R&DDARPA makes agency-sponsored software, publications available to R&D community

Published 5 February 2014

DARPA has invested in many programs that sponsor fundamental and applied research in areas of computer science, programs which have led to new advances in theory as well as practical software. The R&D community has asked about the availability of results, and now DARPA has responded by creating the DARPA Open Catalog, a place for organizing and sharing those results in the form of software, publications, data, and experimental details. The Web site aims to encourage communities interested in DARPA research to build off the agency’s work, starting with big data.

DARPA has invested in many programs that sponsor fundamental and applied research in areas of computer science, programs which have led to new advances in theory as well as practical software. DARPA says that the R&D community has asked about the availability of results, and now DARPA has responded by creating the DARPA Open Catalog, a place for organizing and sharing those results in the form of software, publications, data, and experimental details. The Catalog can be found here.

Many DoD and government research efforts and software procurements contain publicly releasable elements, including open source software.

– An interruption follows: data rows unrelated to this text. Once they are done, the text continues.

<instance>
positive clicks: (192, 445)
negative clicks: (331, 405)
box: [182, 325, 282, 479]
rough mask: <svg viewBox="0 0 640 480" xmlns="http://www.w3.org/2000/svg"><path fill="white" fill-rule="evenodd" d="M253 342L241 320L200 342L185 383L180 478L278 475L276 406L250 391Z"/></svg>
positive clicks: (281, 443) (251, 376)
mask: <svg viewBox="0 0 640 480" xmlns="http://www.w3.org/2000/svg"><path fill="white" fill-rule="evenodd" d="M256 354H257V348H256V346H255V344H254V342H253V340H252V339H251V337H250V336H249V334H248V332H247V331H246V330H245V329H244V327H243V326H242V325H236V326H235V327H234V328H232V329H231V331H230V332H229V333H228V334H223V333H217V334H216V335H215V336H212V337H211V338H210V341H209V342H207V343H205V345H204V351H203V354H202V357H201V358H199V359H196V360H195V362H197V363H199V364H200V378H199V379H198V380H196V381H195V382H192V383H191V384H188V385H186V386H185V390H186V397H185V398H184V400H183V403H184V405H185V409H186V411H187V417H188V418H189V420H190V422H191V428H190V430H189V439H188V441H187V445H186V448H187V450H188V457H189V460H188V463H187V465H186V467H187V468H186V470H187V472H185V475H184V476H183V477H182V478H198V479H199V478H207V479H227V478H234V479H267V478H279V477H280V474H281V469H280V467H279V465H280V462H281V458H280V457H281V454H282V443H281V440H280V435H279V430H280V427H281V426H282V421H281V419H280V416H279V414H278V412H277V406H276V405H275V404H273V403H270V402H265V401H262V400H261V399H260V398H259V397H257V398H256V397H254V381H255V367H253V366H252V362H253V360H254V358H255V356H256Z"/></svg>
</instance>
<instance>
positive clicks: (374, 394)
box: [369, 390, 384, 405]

The nature of open source software lends itself to collaboration where communities of developers augment initial products, build on each other’s expertise, enable transparency for performance evaluation, and identify software vulnerabilities.

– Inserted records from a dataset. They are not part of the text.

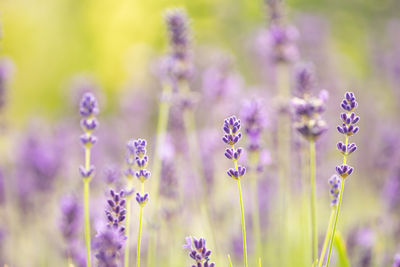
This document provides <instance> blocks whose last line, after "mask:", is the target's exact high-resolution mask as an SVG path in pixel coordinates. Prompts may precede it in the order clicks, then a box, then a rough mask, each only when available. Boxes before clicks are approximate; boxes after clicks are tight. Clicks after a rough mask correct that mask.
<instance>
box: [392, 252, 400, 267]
mask: <svg viewBox="0 0 400 267" xmlns="http://www.w3.org/2000/svg"><path fill="white" fill-rule="evenodd" d="M393 267H400V253H398V254H396V255H395V256H394V260H393Z"/></svg>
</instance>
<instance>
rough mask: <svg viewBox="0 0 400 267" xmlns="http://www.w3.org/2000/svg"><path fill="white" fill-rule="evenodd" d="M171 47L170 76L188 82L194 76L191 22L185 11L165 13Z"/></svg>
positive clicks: (175, 10) (175, 79) (172, 11)
mask: <svg viewBox="0 0 400 267" xmlns="http://www.w3.org/2000/svg"><path fill="white" fill-rule="evenodd" d="M165 22H166V24H167V27H168V34H169V42H170V47H171V50H172V51H171V55H170V56H171V61H170V63H171V64H170V71H169V72H170V75H171V76H172V78H173V79H174V80H187V79H189V78H190V76H191V74H192V64H191V60H190V57H191V53H190V51H189V46H190V41H191V40H190V37H189V36H190V35H189V20H188V17H187V15H186V12H185V10H184V9H181V8H176V9H169V10H167V12H166V13H165Z"/></svg>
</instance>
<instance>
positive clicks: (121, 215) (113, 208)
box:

DARPA says it has an open source strategy for areas of work including big data to help increase the impact of government investments in building a flexible technology base. 

“Making our open source catalog available increases the number of experts who can help quickly develop relevant software for the government,” said Chris White, DARPA program manager. “Our hope is that the computer science community will test and evaluate elements of our software and afterward adopt them as either standalone offerings or as components of their products.”

The initial offerings in the DARPA Open Catalog include software toolkits and peer-reviewed publications from the XDATA program in the agency’s Information Innovation Office (I2O). The partially funded toolkits are designed to encourage flexible development of software that may enable users of targeted defense applications to process large volumes of data in a timely manner to meet their mission requirements.

The agency notes it is interested in building communities around government-funded software and research. If the R&D community shows sufficient interest, DARPA will continue to make available information generated by DARPA programs, including software, publications, data, and experimental results. Future updates are scheduled to include components from other I2O programs such as Broad Operational Language Translation (BOLT) and Visual Media Reasoning (VMR).